The Case for a deep time Anthropocene

In a recent publication in the journal Science, Motti et al. (2021) use nearly 1200 pollen records, with some sequences dated to 18 thousand years ago, collected by researchers from all over the planet, to show that the highest rates of plant species turnover are associated with human occupation; specifically, with phases of agricultural expansion and intensification. Why does this matter?

In short, the period of their analysis (the late Pleistocene and early Holocene) shares similarities to our own, the so-called Anthropocene: that of a planet gradually filling up with groups of socio-economically bound humans in ever greater densities, effecting ever greater impacts on the landscape.
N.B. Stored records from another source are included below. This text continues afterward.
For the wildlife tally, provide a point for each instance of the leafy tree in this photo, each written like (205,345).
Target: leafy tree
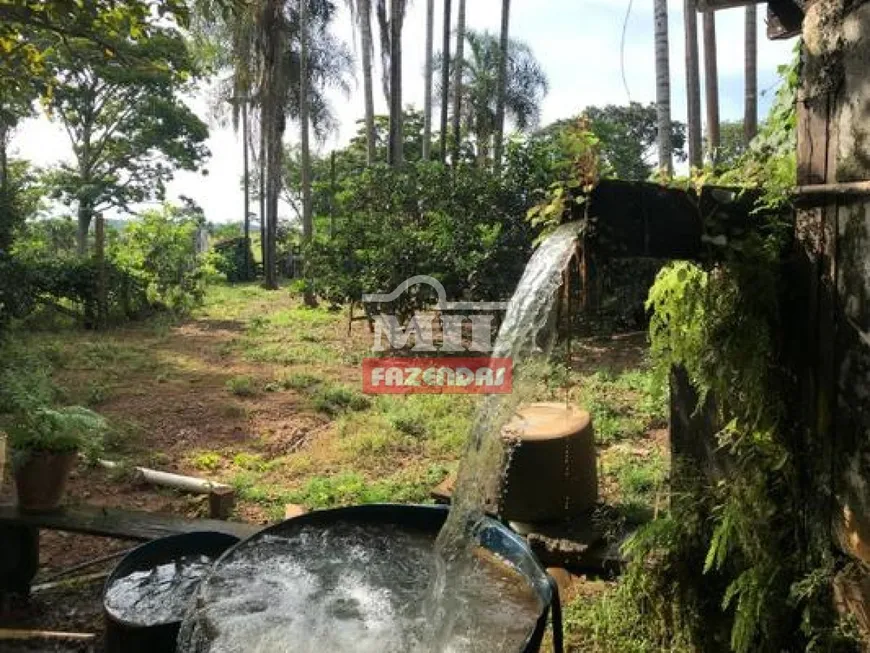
(391,18)
(128,127)
(159,250)
(501,98)
(21,199)
(271,47)
(732,144)
(628,135)
(525,87)
(458,80)
(663,87)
We expect this to continue, even in the best case scenario of a radical transformation of prevailing systems of human-environmental interactions. Next, environmental changes during the Holocene have been modest compared with those over the last hundred thousand years. For example, the end of the Pleistocene (about 12.5 thousand years ago) was marked by a dramatic cooling event called the Younger Dryas over which the Northern Hemisphere swung wildly from a stable climate similar to that of today and ice-age conditions in the space of a few centuries, and possibly as swiftly as a few decades. From this perspective, the idea that anthropogenic environmental disruptions could be even more dramatic is remarkable.
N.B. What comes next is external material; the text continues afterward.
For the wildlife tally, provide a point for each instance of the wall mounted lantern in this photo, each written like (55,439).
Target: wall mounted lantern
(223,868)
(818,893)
The paper underscores how critical hydrologic changes are to ecology writ large (e.g., big impacts from inferred changes in monsoon conditions). In some sense, this should be a no-brainer, but temperature change dominates the popular discourse. I suspect this is because temperature change is easier to measure and model. But planners are far more interested in drought and flood risk than heat-waves. (It seems non-intuitive, but cold snaps are far more damaging to crops than heat-waves, for instance, provided sufficient water is available.) Of course, both temperature and precipitation are essential, but it’s worth reminding ourselves from time to time that Earth is ultimately a water-world.
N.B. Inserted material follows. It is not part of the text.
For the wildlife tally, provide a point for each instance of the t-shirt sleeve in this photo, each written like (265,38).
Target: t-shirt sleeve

What’s especially interesting, from my point of view, is the authors’ point that “large vegetation changes challenge the common myth of the stable tropics and suggest a strong sensitivity of the Neotropics to temperature, hydroclimate variability, and orbital precession during the Early Holocene”. Arguably the most valuable contribution that a study like this can provide is understanding the scale and duration of major disruptions to stable environmental systems, of which the Neotropics is just one example. (The only more valuable contribution that comes to mind is determining causal teleconnections between events, like ocean circulation changes and drought; but these are less valuable in isolation, without comparisons to sophisticated Earth system-general circulation models.) Environmental stability and social cohesiveness in the Neotropics (i.e., Latin America, politically speaking) will be enormously important in any future Earth scenario that I’m interested in living through.

Before I get to the final point, a note on perspective: it is extremely difficult to distinguish the effects of natural climate change from human influences in the paleoenvironmental record. Most researchers’ claims to do so rely on inferences, between this record and other well-dated records showing periods of human occupation and climatic change. The “well-dated” requirement means that your records are dated with comparable precision and relative sampling frequency; i.e., you are comparing “apples” to “apples”.

The authors end their paper with a kick-to-the-pillow for the global community, and it bears repeating here: “[T]he magnitude and extent of Late Holocene rates of vegetation change suggests that the global transformation of the terrestrial biosphere by humans now resembles or exceeds in rate and scope even the profound ecosystem transitions associated with the end of the last glacial period. Moreover, the global ecosystem changes for this century may be greater yet given current climate commitments and given that the climate changes expected for higher-end emission scenarios are similar in magnitude to those of the last deglaciation.”

Image: chironomid subfossil recovered from lake sediment. (I didn’t have an image of a pollen grain to hand.)